Son œuvre, apparemment vouée tout entière à la célébration des bonheurs de l'art, s'est voulue en réalité un hymne à la nature. Si l'on consent à lire entre les lignes la “petite thèse” de sociologie sur La Personnalité de base, publiée et soutenue en même temps que la “grande thèse” en deux volumes consacrée à la Phénoménologie de l'expérience esthétique, en 1953, on y découvrira, sous le masque d'une analyse précise et austère d'un concept élaboré par Abram Kardiner, un schème révélateur de l'idéal de la “remontée à la source” qui animera l'ensemble des écrits à venir. Kardiner entend par “institutions primaires” les événements ou faits, tant physiques que sociaux, qui s'imposent à notre existence, et par “institutions secondaires” les réponses de l'individu, la culture vécue. La “personnalité de base”, ce sera la médiation entre les deux, l'instance à la fois abstraite et normative qui permet aux individus d'une même culture d'harmoniser leurs réponses, lesquelles rétroagiront sur la manière dont ils s'approprieront les faits primaires. Aux “pulsions” repérées par Kardiner, Dufrenne montre qu'il faut ajouter les “désirs spirituels” (la soif de justice ou d'absolu) qui préviendront tout durcissement de la “personnalité approuvée” en “personnalité imposée”. La nature humaine est donc en définitive flexible, elle se signale par un dynamisme et une créativité capables de promouvoir une quête d'authenticité et de liberté.

Appliquons à l'esthétique ce même schème : la “grande thèse” de Dufrenne s'attache à découvrir comment ce qu'impose le réel, et qui déborde le sujet, se trouve transfiguré, dans et par l'art, en un “en-soi-pour-nous”, jusqu'à faire de l'œuvre un “quasi-sujet”. Encore faut-il, pour que s'amorce cette mutation, que l'imaginaire, loin de n'être, comme chez Sartre, qu'un “irréel”, anticipe le réel. Ce qui rend possible un tel élan, Dufrenne le nomme, à l'instar de Kant, un a priori, un accord affectif constitutif d'un monde, de tel monde, la sérénité de Mozart ou l'impétuosité de Beethoven. À la façon de Heidegger, Dufrenne diagnostique une connivence ontologique originaire entre sujet et objet : c'est la nature, la phusis. Mais, si l'art “devient une ruse et l'artiste un instrument pour la nature en quête d'expression”, Dufrenne s'interdit de franchir les limites de l'“ontique” : chantre de la présence pleine, il invoque Schelling, ou la natura naturans spinoziste ; et l'“inventaire des a priori” auquel il suspend toute sa philosophie demeure scrupuleusement ancré dans une anthropologie phénoménologique.

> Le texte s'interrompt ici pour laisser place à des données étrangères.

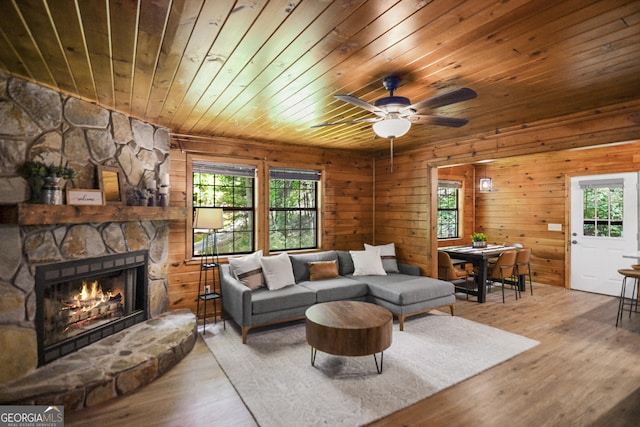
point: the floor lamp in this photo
(209, 220)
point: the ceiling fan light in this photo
(392, 128)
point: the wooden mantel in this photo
(38, 214)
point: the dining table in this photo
(479, 257)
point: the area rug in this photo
(274, 377)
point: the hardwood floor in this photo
(585, 372)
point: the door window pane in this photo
(602, 212)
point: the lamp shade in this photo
(208, 219)
(392, 127)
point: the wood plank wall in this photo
(529, 193)
(346, 211)
(528, 182)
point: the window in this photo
(293, 209)
(602, 207)
(448, 209)
(230, 187)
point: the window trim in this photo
(190, 159)
(300, 174)
(459, 187)
(261, 193)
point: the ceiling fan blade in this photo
(454, 97)
(424, 119)
(370, 120)
(359, 103)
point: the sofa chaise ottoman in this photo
(250, 301)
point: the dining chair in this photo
(523, 266)
(503, 271)
(452, 273)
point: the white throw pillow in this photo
(277, 271)
(367, 263)
(248, 270)
(388, 256)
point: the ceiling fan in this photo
(395, 114)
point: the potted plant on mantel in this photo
(479, 240)
(45, 181)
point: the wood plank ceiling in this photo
(268, 70)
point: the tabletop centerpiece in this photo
(479, 240)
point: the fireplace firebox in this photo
(82, 301)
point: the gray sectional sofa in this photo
(404, 293)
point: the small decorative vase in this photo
(51, 191)
(35, 185)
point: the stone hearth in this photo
(114, 366)
(39, 124)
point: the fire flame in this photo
(91, 296)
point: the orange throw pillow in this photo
(320, 270)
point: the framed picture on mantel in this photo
(111, 182)
(77, 196)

Comme l'attestent les admirables analyses du Poétique, la nature engendre les images, mais elle a besoin, pour cela, de l'institution humaine, historique, de la parole. Prémonitoires sont à cet égard les pages limpides de Language and Philosophy qui objectent à la méthodologie lévi-straussienne le danger qu'il y a à vouloir “ontologiser le purement formel” : le structuralisme se voit prédire son déclin ; et les polémiques du Pour l'homme de 1968 n'ont pas manqué de se vérifier : Dufrenne n'a jamais abdiqué son indépendance d'esprit et sa lucidité, face à toutes les modes et à toutes les complaisances de l'époque. D'où son inflexibilité en politique : Art et politique, sans doute un de ses meilleurs livres, pourfend dès 1974 le “postmodernisme” à la sauvette ; car, s'il est vrai qu'“une certaine avant-garde fait parfaitement l'affaire de la classe dominante”, “toute avant-garde ne devance pas la récupération, ni même ne s'y prête ; la dénoncer en bloc comme décadente est aberrant”. Par sa sincérité et sa générosité, l'éthique dufrennienne ne pouvait manquer de séduire. Par sa rigueur et la passion pour la vérité dont elle donne l'exemple, elle force l'admiration.